The SRF signaling attenuation was proved by the reduced expressions of its target genes in the quadriceps muscle. The genes Igf1, Myh2, and Acta1 are involved in muscle structure, function, and growth. A resistance training for skeletal muscle atrophy enhanced the expression of these three genes.11 Igf1 is known to be a key regulator of muscle mass28 by stimulating muscle growth and repair.29 IGF1 is markedly reduced in the skeletal muscle of COPD patients.30 We also found that Igf1 was significantly reduced in the quadriceps muscle of CS-exposed mice. Myh2 and Acta1 are SRF-targeted genes that are related to skeletal muscle phenotype and structure. In our COPD model mice, although the Myh2 and Acta1 expressions were not statistically significant, lower than those in normal mice, there was a clear reduction trend for both genes in CS mice. Thus, we supposed CS in airway impacts the STARS/RhoA signaling in quadriceps muscle, which resulted an accumulation of SRF in quadriceps muscle cytoplasm, consequently weaken the SRF transcriptional activity and its downstream gene expression involved in maintaining the muscle growth and differentiation.
Conclusion
The conclusions drawn from the present study are limited by only descriptive data regarding the role of SRF in CS-induced atrophy and did not examine further mechanism. It should be demonstrated mechanistically through in vitro and in vivo studies. Furthermore, human samples will be analyzed in further development.

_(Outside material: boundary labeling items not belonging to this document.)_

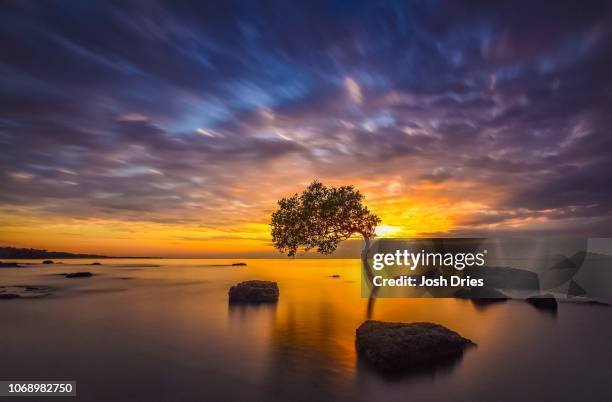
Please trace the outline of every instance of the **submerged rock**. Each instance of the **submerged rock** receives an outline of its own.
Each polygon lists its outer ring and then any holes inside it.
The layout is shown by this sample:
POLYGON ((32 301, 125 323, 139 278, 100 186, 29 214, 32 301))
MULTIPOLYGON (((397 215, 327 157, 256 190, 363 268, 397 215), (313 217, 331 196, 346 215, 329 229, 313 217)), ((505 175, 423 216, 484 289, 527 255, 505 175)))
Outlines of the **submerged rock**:
POLYGON ((557 299, 550 293, 530 296, 525 301, 536 308, 557 311, 557 299))
POLYGON ((538 290, 538 274, 512 267, 466 267, 464 273, 471 278, 484 279, 487 286, 498 289, 538 290))
POLYGON ((357 328, 355 345, 368 363, 389 372, 446 363, 474 342, 439 324, 368 320, 357 328))
POLYGON ((91 272, 71 272, 66 274, 66 278, 89 278, 93 276, 91 272))
POLYGON ((278 285, 271 281, 246 281, 229 290, 230 303, 273 303, 278 301, 278 285))
POLYGON ((474 303, 498 303, 509 299, 504 293, 497 289, 479 287, 479 288, 462 288, 455 292, 455 297, 459 299, 470 299, 474 303))

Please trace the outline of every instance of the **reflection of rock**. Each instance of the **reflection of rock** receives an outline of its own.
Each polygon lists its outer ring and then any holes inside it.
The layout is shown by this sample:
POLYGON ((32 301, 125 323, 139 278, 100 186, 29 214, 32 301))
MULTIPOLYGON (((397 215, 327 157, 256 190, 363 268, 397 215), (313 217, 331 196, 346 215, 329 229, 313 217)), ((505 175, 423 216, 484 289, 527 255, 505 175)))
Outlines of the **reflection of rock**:
POLYGON ((0 262, 0 268, 19 268, 20 265, 16 262, 0 262))
POLYGON ((271 303, 278 301, 278 285, 271 281, 246 281, 229 290, 229 301, 244 303, 271 303))
POLYGON ((0 299, 33 299, 51 294, 47 286, 0 286, 0 299))
POLYGON ((71 272, 66 274, 66 278, 89 278, 93 276, 91 272, 71 272))
POLYGON ((557 299, 550 293, 530 296, 525 301, 536 308, 557 311, 557 299))
POLYGON ((540 288, 538 274, 511 267, 466 267, 466 275, 484 279, 484 283, 498 289, 533 289, 540 288))
POLYGON ((504 302, 509 299, 499 290, 486 287, 461 288, 455 292, 455 297, 470 299, 472 302, 480 304, 504 302))
POLYGON ((357 353, 383 370, 431 367, 460 357, 474 343, 442 325, 368 320, 357 328, 357 353))

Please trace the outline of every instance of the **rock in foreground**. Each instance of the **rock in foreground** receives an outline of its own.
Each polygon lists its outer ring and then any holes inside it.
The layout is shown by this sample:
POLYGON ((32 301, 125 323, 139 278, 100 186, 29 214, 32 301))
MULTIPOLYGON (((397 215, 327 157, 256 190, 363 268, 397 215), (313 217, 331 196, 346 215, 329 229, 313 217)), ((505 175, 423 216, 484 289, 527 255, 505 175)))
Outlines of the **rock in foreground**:
POLYGON ((278 285, 271 281, 246 281, 229 290, 230 303, 273 303, 278 301, 278 285))
POLYGON ((429 322, 411 324, 368 320, 357 328, 357 353, 385 371, 433 367, 460 357, 474 343, 429 322))
POLYGON ((66 274, 66 278, 89 278, 93 276, 91 272, 71 272, 66 274))
POLYGON ((535 308, 557 311, 557 299, 550 293, 528 297, 525 301, 535 308))

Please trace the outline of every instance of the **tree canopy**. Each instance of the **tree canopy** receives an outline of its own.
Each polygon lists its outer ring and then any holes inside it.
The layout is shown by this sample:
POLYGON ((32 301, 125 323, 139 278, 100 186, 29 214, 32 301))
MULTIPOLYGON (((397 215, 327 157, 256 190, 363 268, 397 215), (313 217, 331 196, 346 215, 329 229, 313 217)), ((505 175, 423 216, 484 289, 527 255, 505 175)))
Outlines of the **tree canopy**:
POLYGON ((353 186, 327 187, 313 181, 301 194, 278 201, 271 223, 274 246, 290 257, 315 248, 331 254, 353 235, 374 237, 380 218, 363 199, 353 186))

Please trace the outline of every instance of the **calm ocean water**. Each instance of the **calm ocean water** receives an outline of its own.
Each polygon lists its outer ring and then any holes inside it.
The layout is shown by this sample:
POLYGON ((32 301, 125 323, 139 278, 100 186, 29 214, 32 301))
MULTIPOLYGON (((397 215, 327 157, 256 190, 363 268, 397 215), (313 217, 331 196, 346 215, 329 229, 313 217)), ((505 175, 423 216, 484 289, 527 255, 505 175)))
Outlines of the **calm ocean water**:
POLYGON ((552 315, 521 301, 483 308, 464 300, 379 299, 374 319, 432 321, 478 344, 452 367, 389 379, 355 355, 355 329, 367 304, 358 260, 86 265, 93 261, 0 268, 1 286, 51 292, 0 300, 1 380, 76 380, 79 401, 609 401, 612 395, 612 307, 562 303, 552 315), (73 271, 95 276, 58 275, 73 271), (229 306, 229 287, 248 279, 277 281, 278 304, 229 306))

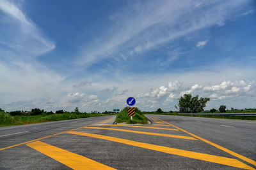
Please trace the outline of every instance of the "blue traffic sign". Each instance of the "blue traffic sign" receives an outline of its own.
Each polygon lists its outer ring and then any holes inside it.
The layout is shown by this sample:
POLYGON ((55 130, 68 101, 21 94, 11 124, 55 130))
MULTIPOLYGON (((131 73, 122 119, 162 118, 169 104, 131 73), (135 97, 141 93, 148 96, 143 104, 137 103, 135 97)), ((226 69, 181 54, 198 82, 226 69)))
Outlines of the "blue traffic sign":
POLYGON ((132 97, 130 97, 127 99, 126 103, 129 106, 133 106, 135 104, 136 101, 134 98, 133 98, 132 97))

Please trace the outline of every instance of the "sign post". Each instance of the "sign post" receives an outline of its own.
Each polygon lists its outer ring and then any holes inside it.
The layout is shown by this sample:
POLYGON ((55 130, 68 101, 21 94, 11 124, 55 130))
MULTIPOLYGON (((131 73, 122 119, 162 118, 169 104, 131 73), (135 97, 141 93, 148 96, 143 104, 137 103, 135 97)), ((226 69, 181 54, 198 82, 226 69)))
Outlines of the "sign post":
MULTIPOLYGON (((126 101, 126 103, 129 106, 132 106, 135 104, 135 99, 132 97, 130 97, 126 101)), ((132 117, 135 116, 135 108, 128 107, 128 116, 131 117, 131 120, 132 120, 132 117)))

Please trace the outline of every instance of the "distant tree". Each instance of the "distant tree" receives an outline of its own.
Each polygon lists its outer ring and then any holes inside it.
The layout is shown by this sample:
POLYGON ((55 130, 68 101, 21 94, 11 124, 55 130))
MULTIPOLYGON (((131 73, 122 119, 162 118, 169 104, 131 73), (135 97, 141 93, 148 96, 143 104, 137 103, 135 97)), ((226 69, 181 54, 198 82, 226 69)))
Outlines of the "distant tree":
POLYGON ((53 112, 52 112, 52 111, 49 111, 49 112, 46 113, 46 114, 47 115, 52 115, 53 112))
POLYGON ((180 113, 199 113, 204 111, 206 103, 210 101, 210 98, 200 97, 197 95, 192 97, 191 94, 185 94, 179 99, 179 104, 175 108, 179 110, 180 113))
POLYGON ((221 105, 221 106, 220 106, 219 111, 220 111, 221 113, 226 112, 226 106, 225 106, 225 105, 221 105))
POLYGON ((211 110, 210 110, 210 112, 211 113, 214 113, 216 112, 217 110, 214 108, 212 108, 211 110))
POLYGON ((156 111, 156 112, 160 113, 163 113, 163 110, 162 110, 161 108, 158 108, 157 110, 156 111))
POLYGON ((42 113, 43 113, 44 112, 44 110, 40 110, 38 108, 35 108, 35 109, 32 109, 31 111, 30 112, 30 115, 41 115, 42 113))
POLYGON ((63 110, 57 110, 55 113, 64 113, 64 111, 63 110))

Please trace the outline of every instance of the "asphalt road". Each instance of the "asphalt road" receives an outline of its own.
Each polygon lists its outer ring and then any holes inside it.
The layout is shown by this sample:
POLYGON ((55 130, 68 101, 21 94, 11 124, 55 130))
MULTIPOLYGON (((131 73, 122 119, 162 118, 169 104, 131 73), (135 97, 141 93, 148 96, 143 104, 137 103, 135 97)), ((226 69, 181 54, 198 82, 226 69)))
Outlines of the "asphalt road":
POLYGON ((0 128, 0 169, 255 169, 256 122, 115 116, 0 128))

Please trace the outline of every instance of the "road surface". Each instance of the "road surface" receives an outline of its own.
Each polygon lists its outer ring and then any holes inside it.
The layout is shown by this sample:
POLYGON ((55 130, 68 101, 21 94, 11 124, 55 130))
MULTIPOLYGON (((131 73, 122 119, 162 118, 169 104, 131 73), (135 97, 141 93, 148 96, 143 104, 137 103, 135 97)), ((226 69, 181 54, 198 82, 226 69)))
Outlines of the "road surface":
POLYGON ((0 128, 0 169, 255 169, 256 122, 115 116, 0 128))

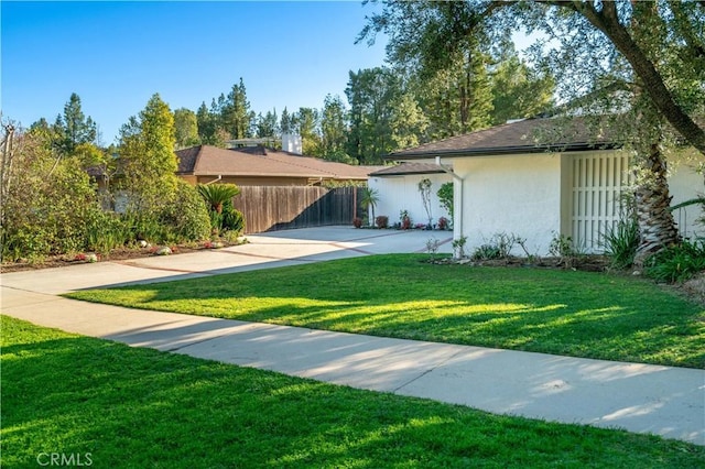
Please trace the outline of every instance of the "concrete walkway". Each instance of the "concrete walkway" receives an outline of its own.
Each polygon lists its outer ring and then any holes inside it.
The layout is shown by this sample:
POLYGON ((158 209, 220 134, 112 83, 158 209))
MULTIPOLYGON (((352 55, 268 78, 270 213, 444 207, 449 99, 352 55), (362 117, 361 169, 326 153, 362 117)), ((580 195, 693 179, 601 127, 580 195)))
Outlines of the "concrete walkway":
POLYGON ((383 252, 449 233, 317 228, 217 251, 3 274, 2 313, 42 326, 359 389, 705 445, 705 371, 327 332, 75 302, 57 294, 383 252))

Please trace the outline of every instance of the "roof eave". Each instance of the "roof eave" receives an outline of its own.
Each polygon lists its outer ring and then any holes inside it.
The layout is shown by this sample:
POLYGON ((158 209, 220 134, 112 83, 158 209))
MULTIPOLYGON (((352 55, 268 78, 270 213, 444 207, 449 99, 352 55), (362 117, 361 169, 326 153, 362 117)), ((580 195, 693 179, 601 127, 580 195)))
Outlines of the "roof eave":
POLYGON ((552 144, 552 145, 519 145, 519 146, 496 146, 496 148, 479 148, 479 149, 464 149, 464 150, 430 150, 421 152, 403 152, 403 153, 390 153, 384 156, 388 161, 406 161, 406 160, 427 160, 435 156, 445 157, 470 157, 470 156, 499 156, 510 154, 530 154, 530 153, 546 153, 546 152, 578 152, 589 150, 611 150, 620 148, 618 143, 611 142, 583 142, 583 143, 566 143, 566 144, 552 144))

In summary, the present study showed that chronic exposure to CS decreased the levels of STARS and RhoA, reduced nucleic distribution of SRF, and downregulated the expression of its target genes in the quadriceps muscle, which contributed to the pathogenesis of skeletal muscle atrophy during COPD.
Acknowledgments
The authors would like to thank Dr Yuting Liang for his hard work at establishing animal model and lung function measurement. We would like to thank Dr Bo Jiang, Dr Yongfeng Luo, Dr Yuting Liang, and the members of State Key Laboratory of Respiratory Diseases for their excellent technological assistance.
Footnotes
Disclosure
The authors report no conflicts of interest in this work.